The next time Williams adjusted? The first matchup against Duke. We’ll have more on that next week, but Williams coached a masterful game plan of luring K into playing multiple bigs, allowing Carolina to run at will on the Devils. It was around this time that Williams also turned Pinson into a secondary ball handler and essentially second point guard on the floor. The move built up Theo’s confidence, allowing him to build up some draft buzz for the end of the year.
This is on top of the normal things that Williams does during a season: playing a game in November different than he plays in January different than he plays in the ACC Tournament different than he plays in the NCAA Tournament. Nowhere was this more evident than the Clemson loss, where Theo Pinson went down early and never returned. The game resulted in a loss that would bite the team down the road, but Williams was not going to risk the long-term health of a player for a game in January.
The team needed one win at the end to allow them to take Wednesday of the ACC Tournament off, but couldn’t get it thanks to a miracle shot on Senior Night and the collapse in Durham. Again, signs were there that the season was going to go down in flames as the Heels limped into the ACC Tournament as the sixth seed despite a tie for third. The went in with the goal of trying to get the second ACC place in Charlotte, and the only way they’d get there is winning against Syracuse, Miami, and Duke.

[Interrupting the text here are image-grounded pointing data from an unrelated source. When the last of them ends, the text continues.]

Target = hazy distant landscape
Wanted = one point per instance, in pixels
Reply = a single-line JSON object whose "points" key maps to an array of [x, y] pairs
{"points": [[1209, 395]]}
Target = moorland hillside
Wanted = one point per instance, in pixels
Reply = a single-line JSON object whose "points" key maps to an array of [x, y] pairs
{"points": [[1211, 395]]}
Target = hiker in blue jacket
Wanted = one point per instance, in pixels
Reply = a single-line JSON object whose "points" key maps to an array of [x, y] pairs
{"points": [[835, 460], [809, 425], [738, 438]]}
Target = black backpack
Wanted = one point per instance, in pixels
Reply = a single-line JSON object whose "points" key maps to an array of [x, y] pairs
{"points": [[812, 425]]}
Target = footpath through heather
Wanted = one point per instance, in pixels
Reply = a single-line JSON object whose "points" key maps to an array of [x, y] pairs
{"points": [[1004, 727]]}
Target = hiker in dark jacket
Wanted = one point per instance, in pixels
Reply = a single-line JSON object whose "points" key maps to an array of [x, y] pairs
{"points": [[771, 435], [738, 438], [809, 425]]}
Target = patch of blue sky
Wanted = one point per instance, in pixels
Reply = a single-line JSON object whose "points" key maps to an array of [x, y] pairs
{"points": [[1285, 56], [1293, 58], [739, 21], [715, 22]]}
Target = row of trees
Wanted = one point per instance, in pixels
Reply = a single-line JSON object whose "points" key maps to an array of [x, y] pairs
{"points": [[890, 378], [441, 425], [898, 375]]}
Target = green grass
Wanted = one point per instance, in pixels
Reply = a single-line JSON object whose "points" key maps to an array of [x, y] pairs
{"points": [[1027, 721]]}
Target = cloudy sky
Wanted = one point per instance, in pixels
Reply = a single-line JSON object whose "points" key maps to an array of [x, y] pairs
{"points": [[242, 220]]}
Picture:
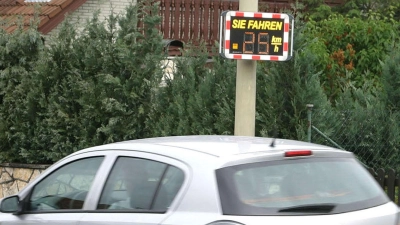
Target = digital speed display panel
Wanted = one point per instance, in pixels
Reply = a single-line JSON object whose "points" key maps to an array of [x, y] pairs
{"points": [[256, 36]]}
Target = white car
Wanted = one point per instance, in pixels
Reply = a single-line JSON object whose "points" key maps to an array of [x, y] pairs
{"points": [[203, 180]]}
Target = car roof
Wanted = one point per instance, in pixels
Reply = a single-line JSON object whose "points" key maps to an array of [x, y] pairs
{"points": [[216, 145]]}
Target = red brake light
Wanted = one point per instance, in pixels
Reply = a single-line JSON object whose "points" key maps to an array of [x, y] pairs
{"points": [[295, 153]]}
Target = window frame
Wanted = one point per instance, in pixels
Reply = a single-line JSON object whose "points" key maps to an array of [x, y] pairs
{"points": [[150, 157]]}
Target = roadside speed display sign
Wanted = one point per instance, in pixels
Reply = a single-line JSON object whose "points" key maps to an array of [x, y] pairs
{"points": [[256, 36]]}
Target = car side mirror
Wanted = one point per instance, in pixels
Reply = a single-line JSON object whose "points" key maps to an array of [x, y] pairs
{"points": [[10, 205]]}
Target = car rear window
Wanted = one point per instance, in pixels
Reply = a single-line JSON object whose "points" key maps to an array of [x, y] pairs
{"points": [[305, 186]]}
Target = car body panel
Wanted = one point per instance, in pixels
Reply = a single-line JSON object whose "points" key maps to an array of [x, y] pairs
{"points": [[198, 200]]}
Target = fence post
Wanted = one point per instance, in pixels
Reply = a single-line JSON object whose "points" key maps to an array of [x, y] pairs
{"points": [[309, 112]]}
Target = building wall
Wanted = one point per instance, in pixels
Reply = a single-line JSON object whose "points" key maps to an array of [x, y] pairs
{"points": [[105, 7]]}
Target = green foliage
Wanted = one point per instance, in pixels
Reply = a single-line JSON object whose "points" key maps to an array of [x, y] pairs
{"points": [[286, 88], [196, 99], [83, 90], [391, 80], [355, 47]]}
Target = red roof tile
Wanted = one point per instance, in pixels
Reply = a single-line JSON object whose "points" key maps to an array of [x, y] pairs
{"points": [[50, 13]]}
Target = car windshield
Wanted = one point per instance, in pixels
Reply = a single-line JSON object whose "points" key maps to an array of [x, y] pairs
{"points": [[306, 186]]}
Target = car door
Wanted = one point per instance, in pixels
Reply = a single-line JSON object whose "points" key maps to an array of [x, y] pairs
{"points": [[58, 196], [141, 188]]}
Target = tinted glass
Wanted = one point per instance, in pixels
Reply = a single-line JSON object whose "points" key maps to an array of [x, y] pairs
{"points": [[141, 185], [65, 188], [323, 185]]}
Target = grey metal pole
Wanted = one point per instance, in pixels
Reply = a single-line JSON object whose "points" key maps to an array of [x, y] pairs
{"points": [[309, 113], [245, 105]]}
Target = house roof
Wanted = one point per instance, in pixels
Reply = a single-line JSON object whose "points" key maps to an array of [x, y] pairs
{"points": [[50, 13]]}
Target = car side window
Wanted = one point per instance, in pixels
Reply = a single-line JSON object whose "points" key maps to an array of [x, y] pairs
{"points": [[140, 184], [65, 188]]}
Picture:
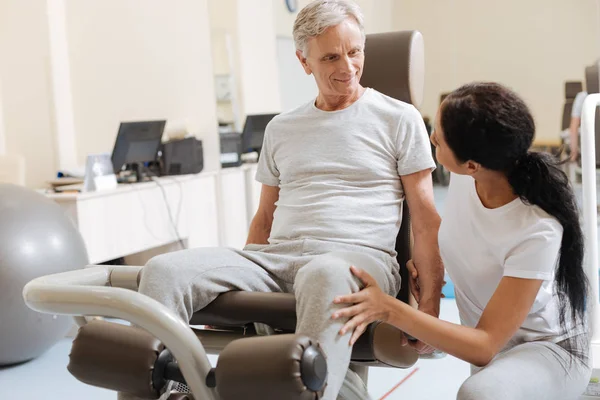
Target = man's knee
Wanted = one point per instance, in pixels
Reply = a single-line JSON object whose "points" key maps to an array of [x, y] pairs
{"points": [[332, 270], [476, 388]]}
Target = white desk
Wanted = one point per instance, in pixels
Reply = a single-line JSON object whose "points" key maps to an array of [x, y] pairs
{"points": [[208, 209], [135, 218]]}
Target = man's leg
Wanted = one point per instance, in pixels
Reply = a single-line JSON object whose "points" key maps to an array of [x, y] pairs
{"points": [[187, 281], [317, 284]]}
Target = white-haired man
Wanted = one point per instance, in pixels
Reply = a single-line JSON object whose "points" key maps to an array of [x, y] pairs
{"points": [[335, 172]]}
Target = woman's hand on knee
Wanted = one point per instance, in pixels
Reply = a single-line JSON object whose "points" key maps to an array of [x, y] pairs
{"points": [[369, 305]]}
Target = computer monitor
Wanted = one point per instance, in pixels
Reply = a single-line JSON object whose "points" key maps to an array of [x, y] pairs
{"points": [[254, 131], [137, 143]]}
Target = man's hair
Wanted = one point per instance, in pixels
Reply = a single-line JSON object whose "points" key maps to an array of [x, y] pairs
{"points": [[319, 15]]}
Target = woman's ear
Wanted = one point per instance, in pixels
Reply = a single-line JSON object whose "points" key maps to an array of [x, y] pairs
{"points": [[472, 167]]}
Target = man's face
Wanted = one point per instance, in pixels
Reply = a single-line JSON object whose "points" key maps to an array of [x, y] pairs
{"points": [[336, 59]]}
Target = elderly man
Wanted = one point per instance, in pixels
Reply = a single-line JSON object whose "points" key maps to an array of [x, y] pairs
{"points": [[335, 172]]}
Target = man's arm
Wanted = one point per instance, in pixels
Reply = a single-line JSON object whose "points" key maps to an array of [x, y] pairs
{"points": [[260, 228], [418, 189]]}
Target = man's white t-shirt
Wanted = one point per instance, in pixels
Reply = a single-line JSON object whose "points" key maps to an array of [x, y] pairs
{"points": [[479, 246], [339, 171]]}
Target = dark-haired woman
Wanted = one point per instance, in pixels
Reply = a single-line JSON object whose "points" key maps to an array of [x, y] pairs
{"points": [[512, 243]]}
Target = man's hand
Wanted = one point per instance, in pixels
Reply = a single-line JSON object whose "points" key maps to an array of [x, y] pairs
{"points": [[367, 306]]}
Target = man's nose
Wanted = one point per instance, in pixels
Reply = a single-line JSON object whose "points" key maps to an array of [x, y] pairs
{"points": [[346, 65]]}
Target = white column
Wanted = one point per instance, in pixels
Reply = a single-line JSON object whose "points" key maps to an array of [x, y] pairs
{"points": [[60, 74]]}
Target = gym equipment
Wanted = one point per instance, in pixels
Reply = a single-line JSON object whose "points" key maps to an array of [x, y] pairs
{"points": [[36, 239], [260, 356]]}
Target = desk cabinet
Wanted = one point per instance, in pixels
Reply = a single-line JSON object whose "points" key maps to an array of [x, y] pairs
{"points": [[135, 218]]}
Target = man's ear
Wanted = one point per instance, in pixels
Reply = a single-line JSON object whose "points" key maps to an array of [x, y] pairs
{"points": [[305, 65]]}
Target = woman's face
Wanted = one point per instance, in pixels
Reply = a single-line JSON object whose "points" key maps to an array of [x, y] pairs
{"points": [[443, 153]]}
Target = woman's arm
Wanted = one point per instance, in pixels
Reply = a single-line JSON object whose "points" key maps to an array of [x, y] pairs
{"points": [[504, 314]]}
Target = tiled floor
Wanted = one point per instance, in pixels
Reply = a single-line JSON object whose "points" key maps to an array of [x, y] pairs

They won each game. I’m still not completely sure how, but they won each game. When it came time for the title game, it was clear the team was out of gas and Roy didn’t push them any further since it wouldn’t have any other benefit.
We all know how the season ended, but in a tournament where the first sixteen seed beat a one seed, two nine seeds and an eleven seed played for a Final Four, and the team that beat Carolina had a perfect setup to do so, it’s tough to be too upset. There’s only so much coaching you can do when shots don’t fall.

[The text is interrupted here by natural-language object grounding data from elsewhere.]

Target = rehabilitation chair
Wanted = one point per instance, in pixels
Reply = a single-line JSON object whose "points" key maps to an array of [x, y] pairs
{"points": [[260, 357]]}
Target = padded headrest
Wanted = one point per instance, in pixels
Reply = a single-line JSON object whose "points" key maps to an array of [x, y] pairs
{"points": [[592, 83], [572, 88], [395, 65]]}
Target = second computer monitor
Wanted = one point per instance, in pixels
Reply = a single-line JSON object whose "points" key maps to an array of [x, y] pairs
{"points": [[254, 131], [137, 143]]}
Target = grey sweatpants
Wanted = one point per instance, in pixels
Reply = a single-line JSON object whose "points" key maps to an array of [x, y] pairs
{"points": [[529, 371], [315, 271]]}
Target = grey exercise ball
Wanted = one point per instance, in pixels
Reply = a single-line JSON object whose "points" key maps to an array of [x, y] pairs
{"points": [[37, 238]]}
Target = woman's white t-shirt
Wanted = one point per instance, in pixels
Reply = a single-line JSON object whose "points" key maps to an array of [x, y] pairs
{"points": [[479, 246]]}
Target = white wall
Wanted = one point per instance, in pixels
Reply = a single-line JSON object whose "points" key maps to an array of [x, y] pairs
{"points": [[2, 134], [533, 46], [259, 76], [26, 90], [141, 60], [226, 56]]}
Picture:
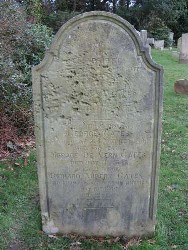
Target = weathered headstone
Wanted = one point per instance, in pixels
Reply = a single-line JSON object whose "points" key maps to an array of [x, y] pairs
{"points": [[97, 102], [159, 44], [171, 39], [144, 36], [184, 49], [181, 86], [179, 43], [151, 41]]}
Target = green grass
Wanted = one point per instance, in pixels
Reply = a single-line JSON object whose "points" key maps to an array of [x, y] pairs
{"points": [[20, 220]]}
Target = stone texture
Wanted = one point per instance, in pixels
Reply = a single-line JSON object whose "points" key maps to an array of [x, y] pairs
{"points": [[184, 49], [151, 41], [179, 43], [144, 36], [181, 86], [159, 44], [97, 104], [171, 39]]}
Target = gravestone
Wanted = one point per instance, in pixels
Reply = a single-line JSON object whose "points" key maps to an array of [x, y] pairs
{"points": [[97, 104], [151, 41], [184, 49], [144, 36], [171, 39], [159, 44], [179, 43]]}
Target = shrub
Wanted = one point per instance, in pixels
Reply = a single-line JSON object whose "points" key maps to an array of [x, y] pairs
{"points": [[22, 46]]}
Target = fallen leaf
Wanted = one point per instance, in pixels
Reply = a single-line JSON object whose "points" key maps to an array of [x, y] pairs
{"points": [[52, 236], [152, 241], [174, 246]]}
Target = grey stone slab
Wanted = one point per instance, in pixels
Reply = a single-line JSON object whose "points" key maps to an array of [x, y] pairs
{"points": [[179, 43], [144, 36], [184, 49], [159, 44], [98, 103], [151, 41]]}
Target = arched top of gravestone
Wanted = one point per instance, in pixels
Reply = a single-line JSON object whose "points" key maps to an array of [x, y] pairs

I’m not trying to diminish the coaching job that Williams did last year, but considering you had two NBA first round picks playing, and had two others who made the G-League, one of whom (Hicks) is now looking at being a contributor for the main squad, it’s clear that Williams had a lot of talent on that squad. It was almost as if this team made up for all of their relative good fortune last year by having to deal with problem after problem this year. In retrospect, this squad easily could have fallen to the 2010 or 2013 levels, and who would have blamed them? The players deserve a ton of credit, but they don’t get there without the man on the bench.
I don’t know how much longer Roy Williams wants to do this. He could retire tomorrow and have a resume that would list him as one of the greats in college basketball history. That said, this season shows that he’s still at the top of his game, and with the cloud of the NCAA behind him, it’s completely possible we are about to see a coaching renaissance.
Enjoy it while you can. Take it from someone who remembers 2001-2003, it doesn’t take long for it all to go away.
This article was updated to reflect Carolina’s record would have been 1-3 in conference with a loss and not 0-3.